Rozdział 488 Czy naprawdę mnie kochasz?
Dłonie Theodore'a nie były delikatne, nosiły ślady lat spędzonych w sferze spraw publicznych i treningu fizycznego. Cienka warstwa odcisków zdobiła opuszki jego palców i podstawę kciuków.
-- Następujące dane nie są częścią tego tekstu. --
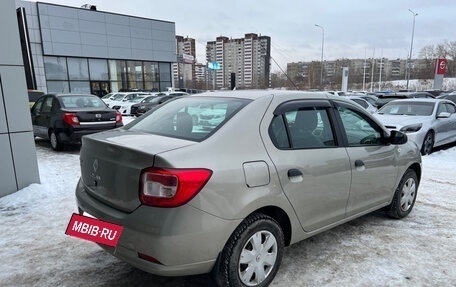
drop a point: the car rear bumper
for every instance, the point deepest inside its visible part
(185, 240)
(74, 135)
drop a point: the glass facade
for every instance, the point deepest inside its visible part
(82, 75)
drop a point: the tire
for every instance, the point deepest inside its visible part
(56, 143)
(428, 143)
(244, 261)
(405, 196)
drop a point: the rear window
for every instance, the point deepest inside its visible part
(192, 118)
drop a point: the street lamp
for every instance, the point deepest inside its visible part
(322, 45)
(411, 47)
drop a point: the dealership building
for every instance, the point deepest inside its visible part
(83, 50)
(55, 48)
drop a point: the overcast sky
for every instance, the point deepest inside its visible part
(352, 28)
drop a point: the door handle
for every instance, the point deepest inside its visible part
(295, 175)
(294, 172)
(359, 163)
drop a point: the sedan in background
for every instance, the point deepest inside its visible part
(274, 168)
(65, 118)
(427, 122)
(364, 103)
(124, 107)
(150, 103)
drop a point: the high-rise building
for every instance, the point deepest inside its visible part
(246, 59)
(184, 69)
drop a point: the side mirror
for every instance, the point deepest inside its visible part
(444, 115)
(397, 138)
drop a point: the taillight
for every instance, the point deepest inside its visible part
(118, 117)
(171, 187)
(70, 118)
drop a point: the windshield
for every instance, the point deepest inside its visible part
(192, 118)
(137, 99)
(408, 108)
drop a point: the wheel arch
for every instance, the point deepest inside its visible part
(417, 168)
(282, 219)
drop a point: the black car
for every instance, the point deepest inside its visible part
(151, 102)
(65, 118)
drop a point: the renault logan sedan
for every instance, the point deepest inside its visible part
(428, 122)
(279, 167)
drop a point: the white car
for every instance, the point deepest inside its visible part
(427, 122)
(364, 103)
(120, 97)
(125, 107)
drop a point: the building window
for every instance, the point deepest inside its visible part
(80, 87)
(58, 87)
(78, 69)
(55, 68)
(98, 70)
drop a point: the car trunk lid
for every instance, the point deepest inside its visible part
(111, 164)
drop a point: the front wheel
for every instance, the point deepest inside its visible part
(405, 196)
(253, 253)
(428, 143)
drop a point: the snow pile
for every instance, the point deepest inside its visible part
(370, 251)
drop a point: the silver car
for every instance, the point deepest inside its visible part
(227, 198)
(428, 122)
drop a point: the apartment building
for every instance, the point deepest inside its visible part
(244, 60)
(184, 70)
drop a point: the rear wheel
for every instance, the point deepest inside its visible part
(405, 196)
(253, 253)
(56, 143)
(428, 143)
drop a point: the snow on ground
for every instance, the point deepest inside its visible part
(371, 251)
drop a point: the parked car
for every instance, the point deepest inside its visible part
(364, 103)
(65, 118)
(427, 122)
(280, 167)
(125, 106)
(383, 99)
(449, 96)
(150, 103)
(120, 97)
(370, 98)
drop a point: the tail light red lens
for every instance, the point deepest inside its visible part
(70, 118)
(118, 117)
(171, 187)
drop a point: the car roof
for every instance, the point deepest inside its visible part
(422, 100)
(256, 94)
(71, 94)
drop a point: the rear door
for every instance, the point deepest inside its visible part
(313, 169)
(445, 127)
(374, 164)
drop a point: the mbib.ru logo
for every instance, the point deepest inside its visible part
(95, 230)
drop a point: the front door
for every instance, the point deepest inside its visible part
(315, 171)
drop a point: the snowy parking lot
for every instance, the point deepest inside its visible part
(371, 251)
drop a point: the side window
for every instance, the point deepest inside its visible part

Gdy te szorstkie dłonie zetknęły się z gładką twarzą Ariany, poczuła mrowienie.
Na dźwięk jego pytania, fala zakłóciła spokój w sercu Ariany. Szczególnie duże dłonie pieszczące jej policzki nadały jej głębokie poczucie bezpieczeństwa, ale także uwolniły niekontrolowaną kaskadę łez.
Zanim Ariana zdążyła wypowiedzieć słowo, łzy popłynęły jej po policzkach, spadając samotnymi kroplami. Kontemplując dzieci rosnące w jej brzuchu, z mężczyzną przed nią jako głównym winowajcą, nagle wyraziła swój żal, przesiąknięty poczuciem niesprawiedliwości: „To zawsze ty, od samego początku do gorzkiego końca. Dręczysz mnie bezlitośnie. Od kiedy wyszłam za ciebie, każda łza, którą wylałam, była z twojego powodu”.